Have you ever seen the guts of a pipe organ?
It’s awesome. I wanted to get a feel for what needs done when we call the organ technician, so I went up in the organ loft last thursday. Other than a tuning and a slightly leaky bellows leather, we’re in good shape. And something needs tweaked in the wiring for the chimes, but that’s no big. The organ at St. Luke’s is really a marvel. It was brought to the church by an amazing gentleman named Ranny Duncan. This is the second pipe organ installed at St. Luke’s. The first was installed in 1901, and the current organ was installed in 1973. (I think. I’m hoping I have that date right.)
A pipe organ is made up of thousands of pipes, relays, cables, switches, racks, the control console, huge bellows. A pipe organ is truly built into a place, a part of the building. Some of the pipes are smaller than a pencil, some are as big as … well, I don’t know. But they’re big. I can hardly believe that Ranny disassembled this thing and brought it to Saranac Lake; then reconfigured, tweaked, and reassembled it! Amazing achievement by an amazing guy.
Why don’t I tell you a little bit about it? I know just enough to be dangerous.
Here’s a good shot of some wooden pipes. Wooden pipes are particularly good for producing strong fundamental tones – the meat and potatoes. The main bass-producing pipes in most organs are made from wood.
The straight up-and-down metal cylindrical pipes are called flue pipes. This is where you get your flute and principal organ sounds. They’re made of a metal alloy. The wider the diameter of the pipe, the more mellow and flute-like the sound, and the more tin there is in the alloy, the brighter the sound. Flue pipes have a mouth on the side, and kind of look (and act) like a giant whistle. Air from the bellows enters the pipe through the foot, passes the mouth, and a tone is produced.
These are reed pipes. Reed pipes are slightly conical. The tone is made by the vibration of a metal reed located in the base (or “boot”) of the pipe. The boot also contains a shallot, which is like a woodwind mouthpiece. It focuses the air, and with the reed, produces the pitch.
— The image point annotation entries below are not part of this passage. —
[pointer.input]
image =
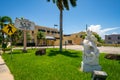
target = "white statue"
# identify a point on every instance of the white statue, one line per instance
(90, 54)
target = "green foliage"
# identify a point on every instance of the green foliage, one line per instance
(40, 35)
(55, 65)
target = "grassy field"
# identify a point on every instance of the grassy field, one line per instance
(55, 65)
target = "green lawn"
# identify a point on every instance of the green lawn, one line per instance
(55, 65)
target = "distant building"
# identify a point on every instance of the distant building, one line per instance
(112, 39)
(51, 34)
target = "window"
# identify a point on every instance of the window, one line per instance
(118, 37)
(109, 38)
(81, 36)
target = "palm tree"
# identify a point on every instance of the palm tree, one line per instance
(40, 35)
(61, 4)
(3, 21)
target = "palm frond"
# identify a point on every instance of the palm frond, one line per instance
(66, 5)
(73, 2)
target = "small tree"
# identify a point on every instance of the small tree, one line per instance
(61, 4)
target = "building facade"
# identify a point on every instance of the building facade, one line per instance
(112, 39)
(51, 34)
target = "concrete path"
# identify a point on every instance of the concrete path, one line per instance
(4, 71)
(112, 50)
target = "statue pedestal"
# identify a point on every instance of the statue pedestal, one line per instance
(89, 67)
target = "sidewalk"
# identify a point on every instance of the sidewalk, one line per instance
(4, 71)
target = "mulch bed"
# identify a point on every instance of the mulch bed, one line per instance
(112, 56)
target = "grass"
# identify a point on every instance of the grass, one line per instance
(55, 65)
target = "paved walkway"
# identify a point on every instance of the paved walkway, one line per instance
(112, 50)
(4, 71)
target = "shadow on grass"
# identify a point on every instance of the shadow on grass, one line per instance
(65, 53)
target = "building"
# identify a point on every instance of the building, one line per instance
(51, 34)
(112, 39)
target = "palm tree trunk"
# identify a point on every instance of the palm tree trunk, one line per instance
(61, 30)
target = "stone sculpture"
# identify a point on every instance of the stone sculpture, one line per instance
(90, 54)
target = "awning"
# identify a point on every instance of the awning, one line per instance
(50, 37)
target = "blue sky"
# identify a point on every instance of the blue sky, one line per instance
(102, 16)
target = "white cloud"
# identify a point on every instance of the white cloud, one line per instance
(98, 29)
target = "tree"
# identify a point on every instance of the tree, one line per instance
(3, 21)
(40, 35)
(61, 4)
(17, 36)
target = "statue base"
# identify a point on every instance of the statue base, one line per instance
(89, 68)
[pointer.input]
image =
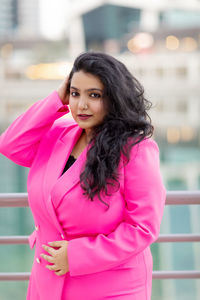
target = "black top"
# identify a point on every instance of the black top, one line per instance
(70, 162)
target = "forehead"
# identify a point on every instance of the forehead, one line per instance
(86, 80)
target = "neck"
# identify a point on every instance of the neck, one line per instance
(87, 135)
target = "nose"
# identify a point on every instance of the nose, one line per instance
(82, 103)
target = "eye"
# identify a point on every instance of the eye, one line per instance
(74, 94)
(95, 95)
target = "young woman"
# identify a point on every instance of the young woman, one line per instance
(94, 185)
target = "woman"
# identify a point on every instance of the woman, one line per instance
(94, 185)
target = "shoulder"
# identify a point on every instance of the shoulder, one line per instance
(143, 153)
(61, 125)
(147, 144)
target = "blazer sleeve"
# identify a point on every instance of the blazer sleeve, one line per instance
(20, 141)
(144, 195)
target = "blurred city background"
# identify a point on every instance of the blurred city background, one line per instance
(159, 41)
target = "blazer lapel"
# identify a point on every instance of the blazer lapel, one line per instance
(53, 181)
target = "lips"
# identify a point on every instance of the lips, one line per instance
(84, 117)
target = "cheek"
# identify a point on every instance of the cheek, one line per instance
(98, 108)
(72, 105)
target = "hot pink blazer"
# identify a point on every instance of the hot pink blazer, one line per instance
(99, 239)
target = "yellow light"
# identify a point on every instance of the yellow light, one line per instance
(188, 44)
(140, 41)
(187, 133)
(172, 43)
(173, 135)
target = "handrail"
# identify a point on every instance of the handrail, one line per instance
(163, 238)
(155, 275)
(172, 198)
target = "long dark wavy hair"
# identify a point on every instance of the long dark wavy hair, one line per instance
(126, 118)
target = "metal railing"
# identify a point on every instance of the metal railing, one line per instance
(173, 198)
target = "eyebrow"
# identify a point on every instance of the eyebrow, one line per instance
(92, 89)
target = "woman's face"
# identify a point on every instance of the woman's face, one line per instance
(86, 100)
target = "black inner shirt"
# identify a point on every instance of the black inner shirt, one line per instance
(70, 162)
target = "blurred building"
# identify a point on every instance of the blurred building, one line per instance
(19, 19)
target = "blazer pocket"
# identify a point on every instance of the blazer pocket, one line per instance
(131, 262)
(32, 239)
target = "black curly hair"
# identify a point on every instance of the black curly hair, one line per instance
(126, 118)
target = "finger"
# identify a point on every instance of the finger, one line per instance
(47, 258)
(48, 249)
(59, 273)
(52, 268)
(56, 244)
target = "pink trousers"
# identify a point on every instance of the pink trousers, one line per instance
(119, 284)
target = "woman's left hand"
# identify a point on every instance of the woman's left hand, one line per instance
(58, 257)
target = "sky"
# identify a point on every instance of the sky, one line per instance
(53, 17)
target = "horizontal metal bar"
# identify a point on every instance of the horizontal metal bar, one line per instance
(163, 238)
(183, 198)
(15, 276)
(13, 200)
(172, 198)
(176, 274)
(17, 239)
(156, 275)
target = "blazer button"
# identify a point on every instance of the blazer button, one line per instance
(38, 260)
(36, 227)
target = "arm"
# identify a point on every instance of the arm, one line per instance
(144, 195)
(21, 139)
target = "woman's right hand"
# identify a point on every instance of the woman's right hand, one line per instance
(62, 91)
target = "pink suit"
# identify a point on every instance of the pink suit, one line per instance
(108, 251)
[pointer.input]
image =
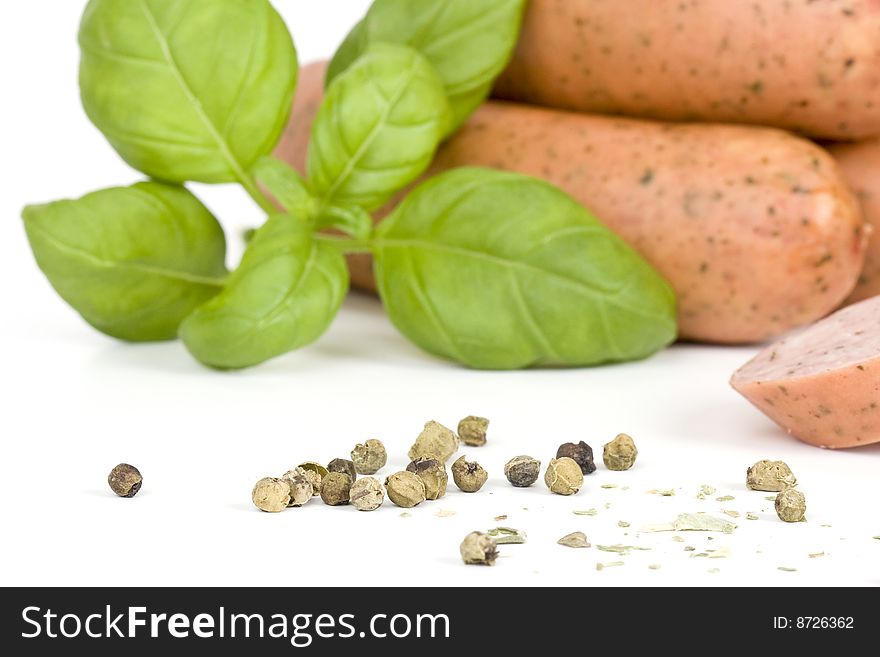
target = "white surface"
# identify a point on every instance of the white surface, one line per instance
(76, 403)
Now, for the question I get asked most. “Which pipes make that big Phantom of the Opera or Toccata and Fugue sound?” Tricky answer. It’s not really one set of pipes. It’s that the control console on a pipe organ is capable of coupling many pipes together. For instance, if I wanted that sound, I could couple the 16-foot principal (flue) pipes with the 8′ principals, plus the 2′ principals. And add the reeds. Add some overtones (or “harmonics”). Plus the big bass sound of the pedals. So, you see, that sound is not found in one type of pipe as much as it is found in the combination of pipes. What you’re hearing is the fact that most of the pipes on the organ are being used – that is, the organist has “pulled out all the stops.”
On this particular organ, when I want some variant of that big glorious sound, I use just about everything, except maybe the crumhorns and regals, which sort of sound like bagpipes. And sometimes, I even use those.
At any rate. Ours a fabulous instrument, us at St. Luke’s, and I am privileged to play it, sweet little flutes to that big pipe organ roar. Thank you, Ranny, and don’t you worry. We’re going to keep her in great shape.